Tony Ippolito

No. 82
- Position: Guard

Personal information
- Born: September 19, 1917 Chicago, Illinois, U.S.
- Died: November 12, 1951 (aged 34) Evanston, Wyoming, U.S.
- Listed height: 5 ft 10 in (1.78 m)
- Listed weight: 220 lb (100 kg)

Career information
- High school: St. Ignatius (Chicago)
- College: Purdue (1935–1938)
- NFL draft: 1939: 7th round, 54th overall pick

Career history
- St. Louis Gunners (1939); Chicago Cardinals (1940)*; Chicago Gunners (1940); Chicago Bears (1943);
- * Offseason or practice squad member only

Awards and highlights
- NFL champion (1943);

Career NFL statistics
- Games played: 9
- Interceptions: 1
- Stats at Pro Football Reference

= Tony Ippolito =

American football player (1917–1951)

Anthony Samuel Ippolito (September 19, 1917 – November 12, 1951) was an American professional football guard who played one season with the Chicago Bears of the National Football League (NFL). He was selected by the Philadelphia Eagles in the seventh round of the 1939 NFL draft after playing college football at Purdue University.
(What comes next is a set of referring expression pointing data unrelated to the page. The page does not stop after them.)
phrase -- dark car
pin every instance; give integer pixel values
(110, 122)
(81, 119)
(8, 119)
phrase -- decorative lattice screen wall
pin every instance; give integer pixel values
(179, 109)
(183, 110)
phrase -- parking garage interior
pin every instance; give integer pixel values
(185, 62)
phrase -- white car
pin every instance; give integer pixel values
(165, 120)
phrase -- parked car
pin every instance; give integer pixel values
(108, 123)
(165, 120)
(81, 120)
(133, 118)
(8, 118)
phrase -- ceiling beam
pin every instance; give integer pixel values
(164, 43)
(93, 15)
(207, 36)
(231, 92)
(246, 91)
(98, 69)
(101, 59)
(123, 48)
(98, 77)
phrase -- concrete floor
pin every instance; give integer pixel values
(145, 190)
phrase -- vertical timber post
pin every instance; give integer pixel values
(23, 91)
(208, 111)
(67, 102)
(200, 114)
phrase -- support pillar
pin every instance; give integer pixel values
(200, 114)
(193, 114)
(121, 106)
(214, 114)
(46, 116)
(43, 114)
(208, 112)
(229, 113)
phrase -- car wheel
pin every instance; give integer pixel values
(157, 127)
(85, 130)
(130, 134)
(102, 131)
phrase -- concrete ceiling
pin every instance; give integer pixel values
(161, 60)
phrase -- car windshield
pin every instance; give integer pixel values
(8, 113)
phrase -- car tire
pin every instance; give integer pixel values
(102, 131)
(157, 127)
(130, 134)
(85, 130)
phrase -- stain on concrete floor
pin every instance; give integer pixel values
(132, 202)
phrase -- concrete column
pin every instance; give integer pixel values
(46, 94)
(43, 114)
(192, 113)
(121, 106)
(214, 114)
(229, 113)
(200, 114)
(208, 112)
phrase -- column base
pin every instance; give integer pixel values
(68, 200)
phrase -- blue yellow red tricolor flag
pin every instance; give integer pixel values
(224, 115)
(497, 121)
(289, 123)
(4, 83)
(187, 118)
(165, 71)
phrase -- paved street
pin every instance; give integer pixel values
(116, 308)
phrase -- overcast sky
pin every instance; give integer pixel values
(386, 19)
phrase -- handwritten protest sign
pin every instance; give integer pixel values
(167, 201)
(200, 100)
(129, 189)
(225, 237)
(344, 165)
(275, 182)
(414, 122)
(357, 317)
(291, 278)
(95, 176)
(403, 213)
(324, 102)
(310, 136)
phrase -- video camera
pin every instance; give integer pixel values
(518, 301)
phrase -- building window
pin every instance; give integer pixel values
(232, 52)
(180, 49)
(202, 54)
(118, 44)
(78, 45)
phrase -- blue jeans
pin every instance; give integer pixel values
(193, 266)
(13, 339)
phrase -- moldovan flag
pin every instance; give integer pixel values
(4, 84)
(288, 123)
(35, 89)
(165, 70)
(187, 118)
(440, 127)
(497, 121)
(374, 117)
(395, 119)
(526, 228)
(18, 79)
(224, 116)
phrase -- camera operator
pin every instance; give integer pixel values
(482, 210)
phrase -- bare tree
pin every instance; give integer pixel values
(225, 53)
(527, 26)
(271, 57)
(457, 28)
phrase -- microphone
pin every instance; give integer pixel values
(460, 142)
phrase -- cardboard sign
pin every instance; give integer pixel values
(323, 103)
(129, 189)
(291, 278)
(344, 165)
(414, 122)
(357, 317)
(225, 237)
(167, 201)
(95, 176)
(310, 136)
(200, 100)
==Early life and college==
Anthony Samuel Ippolito was born on September 19, 1917, in Chicago, Illinois. He attended St. Ignatius College Prep in Chicago.

Ippolito played college football for the Purdue Boilermakers of Purdue University. He was on the freshman team in 1935. He was a letterman in 1936 and 1938.

==Professional career==
Ippolito was selected by the Philadelphia Eagles in the seventh round, with the 54th overall pick, of the 1939 NFL draft. However, he did not sign with the Eagles.

Ippolito signed with the St. Louis Gunners of the American Professional Football Association on October 25, 1939.

Ippolito signed with the Chicago Cardinals of the NFL on August 2, 1940. He was later released.

Ippolito played for the independent Chicago Gunners during the 1940 season.

He played in nine games for the Chicago Bears of the NFL in 1943 and recorded one interception. He also played in the 1943 NFL Championship Game, a 41–21 victory over the Washington Redskins.

==Personal life==
Ippolito served in the United States Army during World War II as a medical officer in the 102nd Infantry Regiment. He graduated from the Loyola School of Medicine and became an orthopedic surgeon in Chicago.

On November 12, 1951, in Evanston, Wyoming, Ippolito and his wife died in the train collision between the City of Los Angeles and City of San Francisco.